If you’re feeling adventurous, or just want to try eating more offal and adopting a nose-to-tail lifestyle, I recommend this Egyptian tripe stew as a gateway recipe to get you acquainted with the delicious world of tripe! One bonus is that it’s super easy to make, and very cheap if you can get your hands on some tripe.

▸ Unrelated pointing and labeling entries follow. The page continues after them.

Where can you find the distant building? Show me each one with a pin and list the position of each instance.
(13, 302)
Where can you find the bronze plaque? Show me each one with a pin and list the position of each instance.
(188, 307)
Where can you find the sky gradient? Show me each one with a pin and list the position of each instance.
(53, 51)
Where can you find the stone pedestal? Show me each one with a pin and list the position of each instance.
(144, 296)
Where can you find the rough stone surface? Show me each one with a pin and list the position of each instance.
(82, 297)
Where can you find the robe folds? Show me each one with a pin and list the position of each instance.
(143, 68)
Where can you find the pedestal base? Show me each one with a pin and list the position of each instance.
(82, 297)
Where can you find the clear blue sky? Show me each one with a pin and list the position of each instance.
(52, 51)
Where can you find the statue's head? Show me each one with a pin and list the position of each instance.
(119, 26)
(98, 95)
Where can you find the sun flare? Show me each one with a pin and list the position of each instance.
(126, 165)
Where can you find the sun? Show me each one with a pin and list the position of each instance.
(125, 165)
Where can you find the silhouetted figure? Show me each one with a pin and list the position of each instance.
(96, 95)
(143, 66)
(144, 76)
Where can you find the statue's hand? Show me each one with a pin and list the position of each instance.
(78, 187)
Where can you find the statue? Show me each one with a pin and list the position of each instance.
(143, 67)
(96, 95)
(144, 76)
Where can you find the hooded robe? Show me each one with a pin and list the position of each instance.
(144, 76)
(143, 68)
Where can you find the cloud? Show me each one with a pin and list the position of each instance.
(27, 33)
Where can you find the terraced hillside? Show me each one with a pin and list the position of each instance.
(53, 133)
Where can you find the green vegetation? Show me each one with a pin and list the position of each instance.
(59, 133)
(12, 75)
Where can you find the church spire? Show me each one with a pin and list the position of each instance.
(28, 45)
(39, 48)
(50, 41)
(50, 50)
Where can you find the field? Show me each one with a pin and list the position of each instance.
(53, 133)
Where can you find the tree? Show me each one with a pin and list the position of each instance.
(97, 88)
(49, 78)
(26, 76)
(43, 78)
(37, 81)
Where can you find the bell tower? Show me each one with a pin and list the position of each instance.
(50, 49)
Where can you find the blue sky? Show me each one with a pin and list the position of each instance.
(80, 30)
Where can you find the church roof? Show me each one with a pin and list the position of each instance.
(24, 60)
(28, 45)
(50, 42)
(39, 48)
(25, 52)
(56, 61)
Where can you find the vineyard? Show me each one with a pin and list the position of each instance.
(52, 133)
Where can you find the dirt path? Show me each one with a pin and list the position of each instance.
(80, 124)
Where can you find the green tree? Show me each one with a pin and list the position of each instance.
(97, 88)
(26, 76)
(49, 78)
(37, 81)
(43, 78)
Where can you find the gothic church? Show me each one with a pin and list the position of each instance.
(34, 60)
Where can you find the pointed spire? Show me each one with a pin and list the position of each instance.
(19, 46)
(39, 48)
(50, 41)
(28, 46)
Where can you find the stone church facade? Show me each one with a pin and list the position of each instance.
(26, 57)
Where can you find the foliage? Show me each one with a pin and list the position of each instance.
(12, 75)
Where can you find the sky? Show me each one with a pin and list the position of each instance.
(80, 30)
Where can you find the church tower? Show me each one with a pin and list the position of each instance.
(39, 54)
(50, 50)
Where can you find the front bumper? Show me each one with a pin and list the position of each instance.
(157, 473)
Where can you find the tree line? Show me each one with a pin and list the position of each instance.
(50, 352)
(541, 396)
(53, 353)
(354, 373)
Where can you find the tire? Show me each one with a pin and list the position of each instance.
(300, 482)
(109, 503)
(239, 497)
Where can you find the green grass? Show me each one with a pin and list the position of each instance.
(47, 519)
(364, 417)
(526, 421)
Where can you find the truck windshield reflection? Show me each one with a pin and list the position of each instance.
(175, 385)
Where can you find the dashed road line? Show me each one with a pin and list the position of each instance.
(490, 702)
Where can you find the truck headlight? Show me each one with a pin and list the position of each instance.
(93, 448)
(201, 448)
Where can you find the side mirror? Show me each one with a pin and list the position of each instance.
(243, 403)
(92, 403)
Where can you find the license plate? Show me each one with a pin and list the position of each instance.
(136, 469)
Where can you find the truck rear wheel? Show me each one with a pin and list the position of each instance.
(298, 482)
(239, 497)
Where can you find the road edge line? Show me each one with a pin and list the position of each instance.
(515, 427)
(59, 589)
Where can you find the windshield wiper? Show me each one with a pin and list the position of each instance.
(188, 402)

I would say that tripe is not for the faint of heart. Most urbanised people have never even tasted tripe (if my unscientific, anecdotal survey of city-dwellers is anything to go by). I definitely know that when I was at university in Cairo most of my classmates and friends had never even heard of tripe or kersha as we call it in Egyptian Arabic. I credit my mother for teaching me about the delights of offal and particularly tripe. She grew up in a semi-rural area in the Nile Delta area, where the cuisine is often very different to that of Upper Egypt (the southern half of the country) and is quite different to that of the big monster city of Cairo. In all the years I lived in Cairo, I never saw this served at a restaurant anywhere, and trust me I ate at MANY restaurants in Cairo, from the small street stalls to the fancy, big hotel, five-star joints. I don’t know if any new restaurants have opened up that do serve it; if you know of any, let me know in the comments!
Some people find the idea of eating tripe off-putting; but then again, this blog isn’t for the faint of heart or closed minded types. This is for people who are willing to go on a food adventure with me and explore the unusual, fascinating world of food at its best. If you are a brave food explorer, this is for you! And if you want to eat in a more mindful, sustainable way by honouring the animal that gave its life so you could have nourishment, well, this is also for you. I think the idea of “nose-to-tail” eating is great; however, it’s been around since humans first evolved in Africa. It’s a way of life for people in most parts of the world where every single part of the animal is put to use and nothing is wasted. And as I mentioned elsewhere, I absolutely hate food waste.
With the right treatment, tripe is absolutely delicious. This stew recipe is one of my favourite dishes of all time. It also has some very special memories for me; whenever I’d come home from abroad or on special occasions when I’d visit my aunt, she would always make this for me. Some of my other family members don’t like tripe stew, but my aunt would make it just for me. I miss her and miss those happier, more carefree times. So, I dedicate this tripe stew recipe to my aunt Nadia, I hope she’s doing well.
- Approximately 500 grams or 1 lb of mixed honeycomb and omasum tripe.
- One can of whole Roma tomatoes, with the juice and all.
- One large onion
- Five cloves of garlic
- One teaspoon each of powdered black pepper, cumin, and coriander and 1/4 teaspoon chilli flakes.
- One tablespoon sugar
- Salt to taste
- Two tablespoons canola oil
- One can whole chickpeas or two cups of cooked chickpeas
- Half a cup of white vinegar for soaking the tripe before cooking.
- Pita bread to serve.
- Wash the tripe thoroughly with water, then place it in a bowl with vinegar and salt. Let it sit for at least 30 minutes and no more than an hour.
- After the tripe has been soaking in vinegar, rinse it with cold water, then place it in a medium pot with fresh water and boil for 5 minutes. Discard the water and set the tripe aside.
- In a medium-large pot, heat the canola oil, then add the chopped onion and garlic. Sauté until the onion is golden, season with salt and pepper.
- Slice the tripe into bite-size pieces, then add to the onion mixture. Sauté until the tripe starts to brown a little. Add the spices (cumin, coriander, more black pepper, and the chilli flakes).
- Add the canned tomatoes; you can use crushed tomatoes or you can use whole ones. If you use whole tomatoes make sure to break them up with a wooden spoon in the pot as they are cooking. When the mixture starts to boil, add two to three cups of hot water. Mix thoroughly.
- Bring to a boil, then cover and lower the heat. Allow to simmer on medium low heat for one hour. Serve with fresh pita bread or steamed rice, and enjoy!